The fund’s objectives are set out in the regulations. During the consultation, a significant number of stakeholders observed that waste prevention was a logical addition to the community reuse and recycling objective, and there was also support for including sites of archaeological interest in the objective to allow funds to be spent on historic buildings, provided that the sites were accessible to the public and were within the vicinity of a landfill site. Those proposals have been incorporated into the list of objectives for the fund. A contribution made by a landfill operator and any income that is derived must be spent on an approved objective of the fund within two years of the original contribution being made, and work is continuing with stakeholders, the Scottish Environment Protection Agency and Entrust, which is the other regulator of the United Kingdom fund, to ensure that processes are in place to establish the Scottish landfill communities fund.
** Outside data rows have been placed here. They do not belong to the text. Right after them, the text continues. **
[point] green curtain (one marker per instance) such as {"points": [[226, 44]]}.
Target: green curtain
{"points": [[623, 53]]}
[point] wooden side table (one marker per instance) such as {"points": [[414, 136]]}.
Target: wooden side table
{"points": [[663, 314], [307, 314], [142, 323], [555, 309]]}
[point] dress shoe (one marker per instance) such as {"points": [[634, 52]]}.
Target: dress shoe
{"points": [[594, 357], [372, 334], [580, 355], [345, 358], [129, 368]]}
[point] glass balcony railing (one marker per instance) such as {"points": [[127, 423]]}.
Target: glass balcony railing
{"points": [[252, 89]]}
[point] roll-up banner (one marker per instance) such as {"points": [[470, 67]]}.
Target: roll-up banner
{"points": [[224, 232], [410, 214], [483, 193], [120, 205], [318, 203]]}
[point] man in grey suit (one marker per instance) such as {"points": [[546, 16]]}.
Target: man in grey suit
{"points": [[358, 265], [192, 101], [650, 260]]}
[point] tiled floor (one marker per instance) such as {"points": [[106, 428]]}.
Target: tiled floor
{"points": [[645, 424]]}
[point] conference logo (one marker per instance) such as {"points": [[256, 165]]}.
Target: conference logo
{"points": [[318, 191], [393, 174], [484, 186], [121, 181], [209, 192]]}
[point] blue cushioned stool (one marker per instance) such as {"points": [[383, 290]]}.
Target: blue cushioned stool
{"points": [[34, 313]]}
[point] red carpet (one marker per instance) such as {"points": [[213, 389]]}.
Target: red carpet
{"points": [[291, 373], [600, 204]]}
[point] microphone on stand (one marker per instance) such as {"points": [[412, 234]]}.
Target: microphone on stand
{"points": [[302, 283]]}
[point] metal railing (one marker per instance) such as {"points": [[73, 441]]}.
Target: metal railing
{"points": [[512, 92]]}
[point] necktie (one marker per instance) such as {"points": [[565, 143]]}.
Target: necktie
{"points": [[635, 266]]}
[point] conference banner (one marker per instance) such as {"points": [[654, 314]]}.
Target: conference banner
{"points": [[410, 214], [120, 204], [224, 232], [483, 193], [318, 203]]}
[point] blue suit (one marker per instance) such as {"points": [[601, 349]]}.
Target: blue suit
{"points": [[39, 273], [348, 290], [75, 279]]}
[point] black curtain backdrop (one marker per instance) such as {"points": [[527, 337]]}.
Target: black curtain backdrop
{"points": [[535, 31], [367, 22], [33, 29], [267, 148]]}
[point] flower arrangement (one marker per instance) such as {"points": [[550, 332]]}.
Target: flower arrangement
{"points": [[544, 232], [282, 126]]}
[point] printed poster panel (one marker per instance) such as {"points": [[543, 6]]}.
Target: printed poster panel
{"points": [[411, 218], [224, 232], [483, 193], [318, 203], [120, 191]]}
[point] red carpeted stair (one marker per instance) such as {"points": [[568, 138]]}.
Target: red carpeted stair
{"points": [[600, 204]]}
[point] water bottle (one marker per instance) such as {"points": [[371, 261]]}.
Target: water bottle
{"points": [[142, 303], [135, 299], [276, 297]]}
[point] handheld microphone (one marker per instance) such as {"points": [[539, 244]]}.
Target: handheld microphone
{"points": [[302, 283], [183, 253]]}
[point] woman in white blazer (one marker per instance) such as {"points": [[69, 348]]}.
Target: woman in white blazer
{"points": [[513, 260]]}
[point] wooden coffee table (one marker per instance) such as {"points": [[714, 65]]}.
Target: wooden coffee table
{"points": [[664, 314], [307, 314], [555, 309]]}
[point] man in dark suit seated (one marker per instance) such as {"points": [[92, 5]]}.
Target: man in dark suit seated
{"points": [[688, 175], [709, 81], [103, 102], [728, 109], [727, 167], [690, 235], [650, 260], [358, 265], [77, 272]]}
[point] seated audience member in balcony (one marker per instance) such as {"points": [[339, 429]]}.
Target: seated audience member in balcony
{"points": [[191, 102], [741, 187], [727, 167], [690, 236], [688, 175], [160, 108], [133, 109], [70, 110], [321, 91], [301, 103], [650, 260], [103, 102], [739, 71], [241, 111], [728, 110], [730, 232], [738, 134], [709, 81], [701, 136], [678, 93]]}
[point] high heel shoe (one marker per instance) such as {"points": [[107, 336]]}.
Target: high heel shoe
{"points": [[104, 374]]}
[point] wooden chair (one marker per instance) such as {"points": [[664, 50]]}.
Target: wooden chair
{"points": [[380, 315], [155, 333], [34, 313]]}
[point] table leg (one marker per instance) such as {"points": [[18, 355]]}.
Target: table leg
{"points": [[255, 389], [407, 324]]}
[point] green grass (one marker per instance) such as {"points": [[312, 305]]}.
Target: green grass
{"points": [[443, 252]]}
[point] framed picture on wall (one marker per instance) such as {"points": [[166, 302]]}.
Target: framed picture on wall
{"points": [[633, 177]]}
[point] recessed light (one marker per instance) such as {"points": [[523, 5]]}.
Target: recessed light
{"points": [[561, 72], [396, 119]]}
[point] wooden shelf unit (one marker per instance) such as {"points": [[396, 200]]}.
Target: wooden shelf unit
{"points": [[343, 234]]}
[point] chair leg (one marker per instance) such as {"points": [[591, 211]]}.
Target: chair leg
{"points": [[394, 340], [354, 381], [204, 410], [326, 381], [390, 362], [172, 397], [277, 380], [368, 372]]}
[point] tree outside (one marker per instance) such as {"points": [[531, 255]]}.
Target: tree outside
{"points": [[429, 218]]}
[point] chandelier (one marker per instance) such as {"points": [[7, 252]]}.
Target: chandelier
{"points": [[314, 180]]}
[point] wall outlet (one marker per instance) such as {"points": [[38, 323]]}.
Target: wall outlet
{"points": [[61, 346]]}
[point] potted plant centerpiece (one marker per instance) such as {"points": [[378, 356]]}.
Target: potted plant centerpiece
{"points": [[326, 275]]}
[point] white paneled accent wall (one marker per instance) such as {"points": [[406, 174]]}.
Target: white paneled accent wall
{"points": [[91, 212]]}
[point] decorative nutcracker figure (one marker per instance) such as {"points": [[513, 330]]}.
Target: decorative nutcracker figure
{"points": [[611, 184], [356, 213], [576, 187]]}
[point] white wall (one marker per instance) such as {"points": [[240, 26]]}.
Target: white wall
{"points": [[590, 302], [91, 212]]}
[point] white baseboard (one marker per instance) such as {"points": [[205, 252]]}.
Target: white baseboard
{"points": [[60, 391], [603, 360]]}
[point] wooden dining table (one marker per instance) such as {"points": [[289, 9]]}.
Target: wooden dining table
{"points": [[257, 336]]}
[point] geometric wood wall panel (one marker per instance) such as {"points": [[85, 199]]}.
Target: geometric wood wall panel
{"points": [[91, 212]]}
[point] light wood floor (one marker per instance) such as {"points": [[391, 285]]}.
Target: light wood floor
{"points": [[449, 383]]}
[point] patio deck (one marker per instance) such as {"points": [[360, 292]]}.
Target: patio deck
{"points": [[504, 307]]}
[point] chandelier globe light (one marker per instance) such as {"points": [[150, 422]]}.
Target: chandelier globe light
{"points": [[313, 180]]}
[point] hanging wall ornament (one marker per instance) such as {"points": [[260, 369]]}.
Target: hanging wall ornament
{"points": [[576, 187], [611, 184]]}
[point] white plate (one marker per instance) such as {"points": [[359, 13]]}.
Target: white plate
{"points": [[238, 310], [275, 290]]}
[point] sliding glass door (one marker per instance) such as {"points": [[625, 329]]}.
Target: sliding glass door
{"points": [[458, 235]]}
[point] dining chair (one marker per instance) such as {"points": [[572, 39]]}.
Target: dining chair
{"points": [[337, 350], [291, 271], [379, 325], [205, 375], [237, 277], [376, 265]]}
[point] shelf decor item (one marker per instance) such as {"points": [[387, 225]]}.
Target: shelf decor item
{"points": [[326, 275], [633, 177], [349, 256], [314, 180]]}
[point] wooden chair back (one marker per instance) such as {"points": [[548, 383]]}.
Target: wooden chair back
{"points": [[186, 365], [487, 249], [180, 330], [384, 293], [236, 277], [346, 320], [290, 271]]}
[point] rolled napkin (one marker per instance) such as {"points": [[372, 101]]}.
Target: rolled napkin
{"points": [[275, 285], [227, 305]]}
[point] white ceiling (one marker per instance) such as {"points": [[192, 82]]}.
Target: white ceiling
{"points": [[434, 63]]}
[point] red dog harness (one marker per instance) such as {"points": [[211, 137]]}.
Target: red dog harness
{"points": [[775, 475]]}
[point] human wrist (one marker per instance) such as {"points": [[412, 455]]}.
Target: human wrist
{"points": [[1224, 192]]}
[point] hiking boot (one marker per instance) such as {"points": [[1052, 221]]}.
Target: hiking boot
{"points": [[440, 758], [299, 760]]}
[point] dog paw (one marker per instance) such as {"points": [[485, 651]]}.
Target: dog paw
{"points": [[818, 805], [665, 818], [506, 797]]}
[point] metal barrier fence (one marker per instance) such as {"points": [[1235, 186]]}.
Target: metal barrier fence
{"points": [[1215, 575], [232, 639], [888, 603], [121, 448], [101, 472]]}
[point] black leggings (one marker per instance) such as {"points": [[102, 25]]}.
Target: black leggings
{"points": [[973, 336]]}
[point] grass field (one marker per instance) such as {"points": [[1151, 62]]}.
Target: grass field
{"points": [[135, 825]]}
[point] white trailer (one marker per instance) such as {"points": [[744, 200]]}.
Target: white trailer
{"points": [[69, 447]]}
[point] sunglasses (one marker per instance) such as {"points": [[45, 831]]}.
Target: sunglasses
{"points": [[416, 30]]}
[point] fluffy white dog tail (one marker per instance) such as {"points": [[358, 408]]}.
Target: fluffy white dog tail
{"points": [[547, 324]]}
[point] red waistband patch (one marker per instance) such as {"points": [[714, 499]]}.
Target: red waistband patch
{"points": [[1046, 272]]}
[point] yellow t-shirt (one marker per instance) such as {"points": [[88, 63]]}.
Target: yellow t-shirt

Finally, in the consultation, we proposed changing the way in which waste is weighed when entering a landfill site, for the purposes of determining tax. Under the existing UK system, a landfill operator can apply to discount the water content of waste in certain circumstances, such as where water has been used to damp down waste to reduce dust. The proposal in our consultation was to exclude such water discount provisions in the Scottish landfill tax. The main reason for that proposal was that the arrangements can be quite complex and can allow for tax evasion; moreover, liquid wastes are banned from landfill. Stakeholders expressed concerns about health and safety and waste tourism, and said that the measure would put Scottish business at a competitive disadvantage. In light of those arguments, I have introduced provisions to discount the tax due on non-naturally occurring water from waste deposits, along the lines of the UK discount.

Thank you very much, cabinet secretary. Do colleagues have any questions?

Mark McDonald (Aberdeen Donside) (SNP)

Just one, convener. The cabinet secretary mentioned the discussions that are going on about the establishment of the Scottish landfill communities fund, which, at present, is administered on a UK-wide basis by Entrust. When does the cabinet secretary expect the Scottish fund to take effect? Obviously, a number of organisations that derive funding through the fund are waiting to see the successor arrangements that the Scottish Government envisages.

I would want it to be in place for 1 April.

The Convener

Thank you very much, cabinet secretary. We will have a one-minute break to allow our witnesses to leave, after which we will consider the negative instruments.

09:48 Meeting suspended.  

09:51 On resuming—  

Our next item of business is to consider the negative instruments on which we have just heard evidence. Do members have any comments on them? It seems that members have no comments.